If you read this blog regularly, you know that we advocate a passive, low-cost, diversified investment portfolio. Most people equate that to index funds. For the majority of investors, index funds are a great alternative to their actively managed counterparts. But not everything about index funds is perfect. About 10 years ago, we started to hear about some of the “front-running” that happens with index funds. Bloomberg has an article out called: The Hugely Profitable, Wholly Legal Way to Game the Stock Market.
Over a course of a year, front-running — of stocks going into and coming out of indexes — costs investors in S&P 500 tracker funds at least 0.2 percentage points, according to research published last year by Winton Capital Management Ltd., a quantitative hedge fund that analyzed data from 1990 to 2011. That’s equal to $4.3 billion in lost income in 2014.
A study in 2008 by Antti Petajisto, now a money manager at BlackRock Inc., estimated the impact could boost the expense of owning an index fund by as much as 0.28 percentage points.
While that might not sound like a lot, the added cost would be almost three times the stated 0.11 percent management fee for the $213 billion Vanguard 500 Index Fund, the largest S&P 500 tracker fund of its kind. By comparison, actively managed stock funds charge an average 0.86 percent annually, data compiled by Investment Company Institute show.
“The moment you say index, you’re telling the world you’re going to be trading on this particular day,” said Eduardo Repetto, co-chief executive officer at Dimensional Fund Advisors, a fund firm that designs passive strategies that differ from traditional index funds by giving higher weightings to factors such as profitability.
“If you have zero flexibility when you trade, it’s going to cost you money.”
When an index reconstitutes, it removes a group of stocks and adds another group. If you are a hedge fund or trader and you can guess in advance which stocks they will be, you can buy (or sell) them in advance of billions of dollars moving into (or out of) these specific securities.
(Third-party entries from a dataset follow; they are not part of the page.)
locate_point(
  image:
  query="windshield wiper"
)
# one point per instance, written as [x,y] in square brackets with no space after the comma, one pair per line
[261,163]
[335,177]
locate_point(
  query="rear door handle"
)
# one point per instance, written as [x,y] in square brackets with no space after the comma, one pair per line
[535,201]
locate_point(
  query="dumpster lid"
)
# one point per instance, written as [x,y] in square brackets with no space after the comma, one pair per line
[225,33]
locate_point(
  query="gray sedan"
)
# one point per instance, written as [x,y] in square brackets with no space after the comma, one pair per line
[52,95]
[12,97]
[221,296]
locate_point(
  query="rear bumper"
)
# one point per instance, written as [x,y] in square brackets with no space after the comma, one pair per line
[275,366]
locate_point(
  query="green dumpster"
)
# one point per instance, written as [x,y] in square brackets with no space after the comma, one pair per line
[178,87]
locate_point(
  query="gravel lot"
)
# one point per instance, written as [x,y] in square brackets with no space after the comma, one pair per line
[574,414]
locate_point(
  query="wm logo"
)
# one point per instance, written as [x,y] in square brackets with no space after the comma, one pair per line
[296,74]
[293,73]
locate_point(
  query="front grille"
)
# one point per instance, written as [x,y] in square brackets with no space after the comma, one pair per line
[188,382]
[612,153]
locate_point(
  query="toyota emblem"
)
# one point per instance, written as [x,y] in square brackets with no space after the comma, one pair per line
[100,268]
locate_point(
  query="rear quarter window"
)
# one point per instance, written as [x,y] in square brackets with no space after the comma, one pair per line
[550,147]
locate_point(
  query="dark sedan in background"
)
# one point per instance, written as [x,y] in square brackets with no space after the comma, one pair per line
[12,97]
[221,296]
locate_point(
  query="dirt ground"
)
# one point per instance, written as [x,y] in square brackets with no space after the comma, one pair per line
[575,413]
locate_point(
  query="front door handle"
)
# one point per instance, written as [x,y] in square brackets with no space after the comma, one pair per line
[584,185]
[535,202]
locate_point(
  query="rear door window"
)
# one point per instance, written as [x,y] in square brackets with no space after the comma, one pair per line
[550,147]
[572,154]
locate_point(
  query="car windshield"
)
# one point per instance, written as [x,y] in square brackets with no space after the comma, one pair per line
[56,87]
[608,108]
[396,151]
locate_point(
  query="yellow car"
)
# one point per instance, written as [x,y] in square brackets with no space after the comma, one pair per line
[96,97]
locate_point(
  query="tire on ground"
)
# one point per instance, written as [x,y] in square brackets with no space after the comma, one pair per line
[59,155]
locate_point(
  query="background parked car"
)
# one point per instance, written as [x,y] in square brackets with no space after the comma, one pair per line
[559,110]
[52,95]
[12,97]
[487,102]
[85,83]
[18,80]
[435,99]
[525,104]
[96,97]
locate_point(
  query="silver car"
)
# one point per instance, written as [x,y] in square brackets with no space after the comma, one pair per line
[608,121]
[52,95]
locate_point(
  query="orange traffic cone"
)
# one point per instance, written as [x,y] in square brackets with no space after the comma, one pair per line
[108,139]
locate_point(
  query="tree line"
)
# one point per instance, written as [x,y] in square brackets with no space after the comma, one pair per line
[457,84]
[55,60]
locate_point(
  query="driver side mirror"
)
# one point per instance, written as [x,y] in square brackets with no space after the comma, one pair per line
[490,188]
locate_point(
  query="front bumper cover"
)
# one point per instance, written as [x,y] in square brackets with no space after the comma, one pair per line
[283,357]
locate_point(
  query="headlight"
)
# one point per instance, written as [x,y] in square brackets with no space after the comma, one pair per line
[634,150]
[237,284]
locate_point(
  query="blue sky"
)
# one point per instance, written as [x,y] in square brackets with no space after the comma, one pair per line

This is one of the reasons we choose to use a passive alternative to index funds. Here is another excerpt depicting a real-life example:
It might be tempting to blame savvy Wall Street types for taking advantage of mom-and-pop investors, but one of the big reasons front-running exists is because providers of popular benchmarks such as the S&P 500 usually telegraph changes ahead of time. Another stems from the pressure that passive fund managers face to track those benchmarks as closely as possible, even if it means sacrificing potential returns.
Take American Airlines Group Inc., which joined the S&P 500 after markets closed on March 20. Because the addition of the carrier was announced four days earlier, nimble traders had plenty of time to get in front of the less fleet-footed. American jumped 11 percent over the span.
The cost was ultimately borne by index funds, which sparked an $8 billion buying frenzy in the two minutes right before the close — an amount equal to more than two weeks of the stock’s typical volume, data compiled by Bloomberg show.
Don’t get me wrong. Index funds, when compared to actively managed funds, get you 80% of the way there. The other 20% are some of the fringe activities that can be done to improve returns- developing a patient trading strategy, overweighting known risk premiums like small and value stocks, and other small moves like securities lending and not being a slave to tracking error. Improving portfolios, one small step at a time by the factors presented above, can have a substantial positive impact on portfolio returns.